You signed in with another tab or window. Reload to refresh your session.You signed out in another tab or window. Reload to refresh your session.You switched accounts on another tab or window. Reload to refresh your session.Dismiss alert
Five distinct bugs found while debugging a healthy lab device that the
AI plugin kept (loudly) reporting as broken. Each layer compounded the
next, producing a high-confidence "restart_fula" recommendation when
the device was actually fine.
1. diag/internet false "discovery unreachable" (HTTP 403 misclassified)
_helpers.py:https_head returned ok=False for HTTP 403, treating a
"server responded — you can't HEAD this resource" answer as a
network failure. discovery.fula.network's /relays only accepts
POST; HEAD legitimately returns 403, yet the server is alive and
the network path is fine.
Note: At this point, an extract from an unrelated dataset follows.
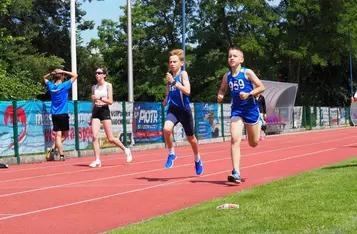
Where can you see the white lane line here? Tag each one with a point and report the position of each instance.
(158, 185)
Lab ground truth: TLS handshake OK,
ping 3ms, HTTP 403 — REACHABLE.
Fix: new https_reachable() that returns ok=True on ANY HTTP
response (2xx/3xx/4xx/5xx). Only network-level failures (DNS,
TCP, TLS, timeout) count as unreachable. diag/internet now uses
https_reachable for the discovery probe; https_head retained for
google.com (the "internet itself works" canary). Regression test
test_internet_discovery_403_is_reachable_not_captive guards
against re-introducing the bug.
2. diag/summary's power threshold turned 1 yellow event into nuclear red
summary.py had `red if ue > 0 else green` — a single transient
undervoltage event flipped power to red and dominated the AI's
verdict. Graduated thresholds: 0=green, 1-2=yellow (acknowledge
but don't panic), 3+=red (real PSU issue).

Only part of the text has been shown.